Strengthening targets

Rasmus Bach Nielsen, global head of fuel decarbonisation for Trafigura, told TradeWinds: “If the Paris Agreement 1.5 degree target is to be reached, we need fully revised and strengthened emission targets for the shipping industry for 2030 and 2040.

“We need the industry to adopt a full life-cycle emission perspective for all fuels and we need availability of low and zero-emission fuels at scale. The bottom line is that we need a global, IMO-led carbon pricing scheme on the use of fossil fuels to unlock significant shipping decarbonisation.”

The World Bank calculations suggest a levy of up to $100 per tonne of CO2 would generate $40bn to $60bn every year to mitigate climate impacts. The funds could be spent on technology research and transfer, aid for small island nations and least-developed countries to fight climate impacts, and countries most impacted by higher seaborne transport costs.

Lim believes that final group — disproportionately negatively impacted countries such as in Latin America and Africa in particular — can be assisted to ensure their exports remain competitive.

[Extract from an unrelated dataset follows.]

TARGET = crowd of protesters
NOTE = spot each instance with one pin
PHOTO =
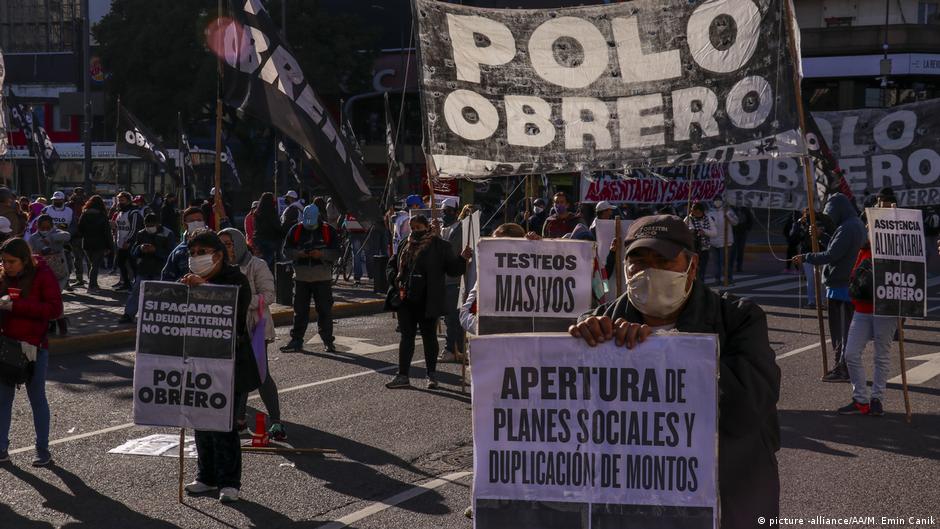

Lim said a revenue-gathering and financial management system suggested by the World Bank provides a good starting point for the consideration in the negotiations.

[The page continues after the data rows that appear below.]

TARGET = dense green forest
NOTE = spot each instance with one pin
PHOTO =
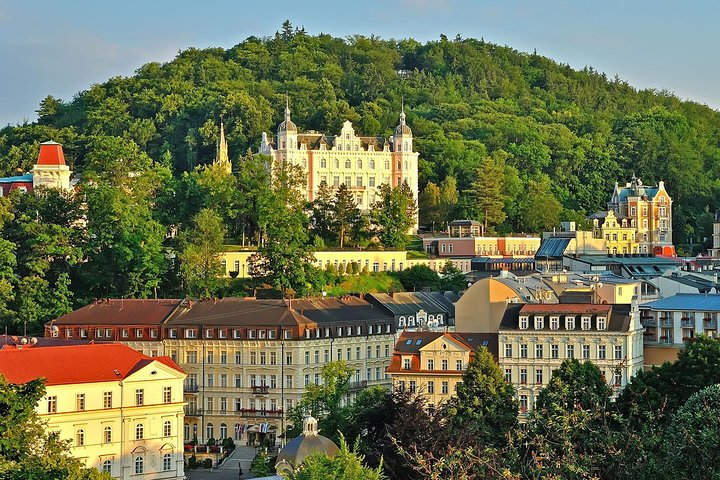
(511, 138)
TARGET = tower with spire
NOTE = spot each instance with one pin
(222, 158)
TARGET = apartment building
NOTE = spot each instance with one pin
(121, 411)
(534, 339)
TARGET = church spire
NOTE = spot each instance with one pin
(222, 158)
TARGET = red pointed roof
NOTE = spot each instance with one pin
(74, 364)
(51, 154)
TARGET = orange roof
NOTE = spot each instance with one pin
(51, 154)
(74, 364)
(565, 308)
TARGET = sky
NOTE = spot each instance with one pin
(61, 48)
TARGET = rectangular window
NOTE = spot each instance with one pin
(618, 352)
(52, 404)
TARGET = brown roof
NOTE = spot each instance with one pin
(121, 312)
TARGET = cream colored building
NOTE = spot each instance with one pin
(121, 411)
(534, 339)
(431, 364)
(361, 163)
(248, 361)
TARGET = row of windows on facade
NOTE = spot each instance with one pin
(430, 385)
(570, 322)
(569, 351)
(107, 434)
(271, 334)
(258, 380)
(270, 358)
(139, 464)
(617, 376)
(444, 365)
(80, 400)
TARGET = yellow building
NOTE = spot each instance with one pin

In position papers submitted ahead of MEPC 79, he welcomed all the proposals, including one from the European Union.

“I welcome the document submitted by [the] EU, which proposes consideration of a combination of a fuel standard and a levy,” he said.

Environmental groups have been encouraged that South Korea has also submitted a paper supporting a carbon price.

Climate reparations

Lim said the outcome of the recent COP27 climate talks in Egypt, which agreed on a framework for climate reparations, had helped developing nations see the potential benefit of a carbon market-based measure in shipping.

“A majority of countries and the shipping industry are in favour of a levy/feebate/reward system, so we are making progress,” he said.

John Maggs, president of Clean Shipping Coalition, said: “We have a very simple practical message for MEPC 79: To save 1.5 degrees and avoid climate chaos, you need to cut ship emissions deeply now and halve them before 2030.

“There’s no excuse for delay, and certainly no waiting until 2030 for emission reductions to take off, as some in the shipping industry have predictably but irresponsibly suggested.”

Dr Tristan Smith, associate professor at University College London Energy Institute and director of UMAS, said: “The challenge for the shipping sector is not to get deceived into thinking any IMO-agreed ambition is permanent or definitive, but to plan for it to increase ambition over time.

“As long as there is compromise or misalignment with IPCC [Intergovernmental Panel on Climate Change] advice to policymakers, there will be a ratcheting-up of ambition.

“Taking guidance from the ‘floor’ of the debate — eg current IMO minimum targets is a gamble — as long as the ‘ceiling’ of the debate is set by [the] IPCC.”